Homem é preso após atear fogo em mulher em tentativa de feminicídio no norte do Paraná
Uma mulher de 30 anos ficou gravemente ferida após ser queimada com solvente de tinta pelo próprio companheiro, em Sarandi, no norte do Paraná. O caso, classificado pela polícia como tentativa de feminicídio, ocorreu na madrugada de quinta-feira (26) e chocou a comunidade local.
Detalhes do ataque brutal
De acordo com a Polícia Civil do Paraná (PC-PR), Igor Vinícius da Costa Nogueira jogou solvente na cabeça e pescoço da vítima e ateou fogo. A agressão aconteceu após uma discussão que se estendeu pela madrugada. A mulher, que trabalha como zeladora em um supermercado, havia terminado seu turno às 21h de quarta-feira (25) quando o companheiro foi ao local e a agrediu inicialmente.
Testemunhas relataram à Guarda Civil Municipal (GCM) que Igor também esperou pela vítima na porta de casa, ofendendo-a enquanto ela carregava o filho do casal, de apenas um ano, nos braços. Por volta das 4h da manhã, a mulher pediu socorro e tentou se abrigar na casa de um vizinho, mas foi alcançada por Igor.

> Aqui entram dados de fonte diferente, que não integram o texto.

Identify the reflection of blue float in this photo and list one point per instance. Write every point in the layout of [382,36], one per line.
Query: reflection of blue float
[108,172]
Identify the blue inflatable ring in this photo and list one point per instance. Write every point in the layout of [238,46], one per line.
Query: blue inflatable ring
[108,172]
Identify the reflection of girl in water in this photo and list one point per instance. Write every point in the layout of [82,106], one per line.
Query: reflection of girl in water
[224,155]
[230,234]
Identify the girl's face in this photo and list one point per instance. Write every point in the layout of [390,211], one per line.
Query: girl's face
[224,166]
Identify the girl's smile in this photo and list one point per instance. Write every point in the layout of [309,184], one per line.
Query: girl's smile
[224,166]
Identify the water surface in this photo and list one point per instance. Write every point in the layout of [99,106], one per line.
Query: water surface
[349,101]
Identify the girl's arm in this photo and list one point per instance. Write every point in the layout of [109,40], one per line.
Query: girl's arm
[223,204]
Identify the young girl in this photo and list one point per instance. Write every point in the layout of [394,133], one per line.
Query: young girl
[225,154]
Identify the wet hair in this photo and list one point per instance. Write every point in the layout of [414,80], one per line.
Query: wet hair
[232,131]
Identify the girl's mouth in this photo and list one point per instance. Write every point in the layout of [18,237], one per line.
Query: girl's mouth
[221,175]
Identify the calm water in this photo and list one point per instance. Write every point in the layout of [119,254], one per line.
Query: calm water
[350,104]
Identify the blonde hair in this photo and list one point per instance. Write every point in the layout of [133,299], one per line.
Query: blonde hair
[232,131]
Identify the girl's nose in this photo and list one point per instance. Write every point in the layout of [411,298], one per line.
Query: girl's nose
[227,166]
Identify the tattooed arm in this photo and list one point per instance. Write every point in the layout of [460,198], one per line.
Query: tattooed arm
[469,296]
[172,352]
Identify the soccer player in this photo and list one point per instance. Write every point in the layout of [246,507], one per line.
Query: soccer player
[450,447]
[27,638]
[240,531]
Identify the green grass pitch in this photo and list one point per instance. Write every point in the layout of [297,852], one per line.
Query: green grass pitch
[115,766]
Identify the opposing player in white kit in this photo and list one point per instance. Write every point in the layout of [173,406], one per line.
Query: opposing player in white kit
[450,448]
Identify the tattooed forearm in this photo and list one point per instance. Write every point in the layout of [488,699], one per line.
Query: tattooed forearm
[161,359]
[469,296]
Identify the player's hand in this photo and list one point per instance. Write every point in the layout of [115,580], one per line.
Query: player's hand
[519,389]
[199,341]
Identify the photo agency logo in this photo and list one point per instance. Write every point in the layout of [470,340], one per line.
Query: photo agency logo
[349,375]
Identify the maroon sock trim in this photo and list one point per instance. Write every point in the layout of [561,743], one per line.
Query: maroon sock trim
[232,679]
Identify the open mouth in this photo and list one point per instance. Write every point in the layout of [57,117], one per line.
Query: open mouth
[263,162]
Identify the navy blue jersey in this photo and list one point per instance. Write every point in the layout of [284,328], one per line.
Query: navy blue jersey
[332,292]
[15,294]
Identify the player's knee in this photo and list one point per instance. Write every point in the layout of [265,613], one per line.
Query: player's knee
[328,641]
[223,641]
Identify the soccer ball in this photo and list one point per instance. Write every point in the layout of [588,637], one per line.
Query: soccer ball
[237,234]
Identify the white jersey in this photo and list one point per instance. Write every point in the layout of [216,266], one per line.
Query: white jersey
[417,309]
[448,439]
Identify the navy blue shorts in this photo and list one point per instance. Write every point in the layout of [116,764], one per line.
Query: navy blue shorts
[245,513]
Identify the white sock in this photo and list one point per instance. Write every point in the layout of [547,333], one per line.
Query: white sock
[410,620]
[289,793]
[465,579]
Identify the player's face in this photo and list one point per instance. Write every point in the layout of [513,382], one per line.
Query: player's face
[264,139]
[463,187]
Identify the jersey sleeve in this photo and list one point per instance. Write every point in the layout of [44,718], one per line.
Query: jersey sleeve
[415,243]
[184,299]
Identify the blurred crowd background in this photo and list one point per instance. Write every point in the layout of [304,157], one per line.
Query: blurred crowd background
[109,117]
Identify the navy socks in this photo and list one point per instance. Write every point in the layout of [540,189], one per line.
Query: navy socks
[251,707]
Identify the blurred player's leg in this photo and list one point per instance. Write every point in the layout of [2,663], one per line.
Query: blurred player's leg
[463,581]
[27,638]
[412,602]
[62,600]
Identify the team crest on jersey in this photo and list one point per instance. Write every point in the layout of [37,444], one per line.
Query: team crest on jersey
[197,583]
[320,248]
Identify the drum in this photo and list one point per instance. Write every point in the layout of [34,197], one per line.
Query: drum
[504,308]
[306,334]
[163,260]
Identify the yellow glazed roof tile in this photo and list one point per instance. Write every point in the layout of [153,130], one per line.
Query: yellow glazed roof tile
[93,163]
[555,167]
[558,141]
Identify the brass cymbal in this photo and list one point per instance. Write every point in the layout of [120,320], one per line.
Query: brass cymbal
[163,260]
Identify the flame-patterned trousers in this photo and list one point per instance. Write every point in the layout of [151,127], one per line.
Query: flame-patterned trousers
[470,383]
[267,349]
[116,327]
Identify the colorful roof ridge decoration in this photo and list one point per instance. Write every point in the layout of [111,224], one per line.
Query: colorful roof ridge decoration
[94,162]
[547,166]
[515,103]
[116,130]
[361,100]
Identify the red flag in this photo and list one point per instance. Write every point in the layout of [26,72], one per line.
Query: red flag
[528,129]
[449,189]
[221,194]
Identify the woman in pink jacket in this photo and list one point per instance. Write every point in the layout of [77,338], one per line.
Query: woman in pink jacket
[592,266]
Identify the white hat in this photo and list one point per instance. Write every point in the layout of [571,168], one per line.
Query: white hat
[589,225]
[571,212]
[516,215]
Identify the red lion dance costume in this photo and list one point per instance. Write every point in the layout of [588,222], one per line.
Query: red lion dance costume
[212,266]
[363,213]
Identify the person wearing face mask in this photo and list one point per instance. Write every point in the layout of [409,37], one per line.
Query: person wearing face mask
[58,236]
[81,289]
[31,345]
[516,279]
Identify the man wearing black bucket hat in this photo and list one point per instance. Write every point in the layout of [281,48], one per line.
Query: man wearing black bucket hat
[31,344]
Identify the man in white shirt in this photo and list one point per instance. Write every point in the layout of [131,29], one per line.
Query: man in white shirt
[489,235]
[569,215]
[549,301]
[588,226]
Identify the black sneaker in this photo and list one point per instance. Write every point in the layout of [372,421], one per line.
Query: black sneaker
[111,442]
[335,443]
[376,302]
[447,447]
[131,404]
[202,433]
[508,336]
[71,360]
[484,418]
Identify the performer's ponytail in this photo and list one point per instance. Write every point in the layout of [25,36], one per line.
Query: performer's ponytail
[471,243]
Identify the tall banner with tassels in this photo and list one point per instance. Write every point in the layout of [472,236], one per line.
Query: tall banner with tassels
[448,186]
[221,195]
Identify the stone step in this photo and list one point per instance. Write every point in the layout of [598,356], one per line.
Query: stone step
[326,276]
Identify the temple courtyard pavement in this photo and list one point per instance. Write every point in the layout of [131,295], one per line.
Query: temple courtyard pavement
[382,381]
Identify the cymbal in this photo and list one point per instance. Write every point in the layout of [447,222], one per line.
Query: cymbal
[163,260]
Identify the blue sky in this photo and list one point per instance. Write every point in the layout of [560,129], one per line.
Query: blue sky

Resgate e estado grave da vítima
Uma moradora conseguiu conter as chamas usando uma mangueira, segundo informações da GCM. O Serviço de Atendimento Móvel de Urgência (Samu) informou que a vítima ficou com as vias aéreas comprometidas e sofreu queimaduras graves, principalmente na cabeça e pescoço.
Intubada, ela foi inicialmente levada à Santa Casa de Maringá e, na sexta-feira (27), foi transferida de helicóptero para o Hospital Evangélico Mackenzie, em Curitiba, onde permanece em estado grave.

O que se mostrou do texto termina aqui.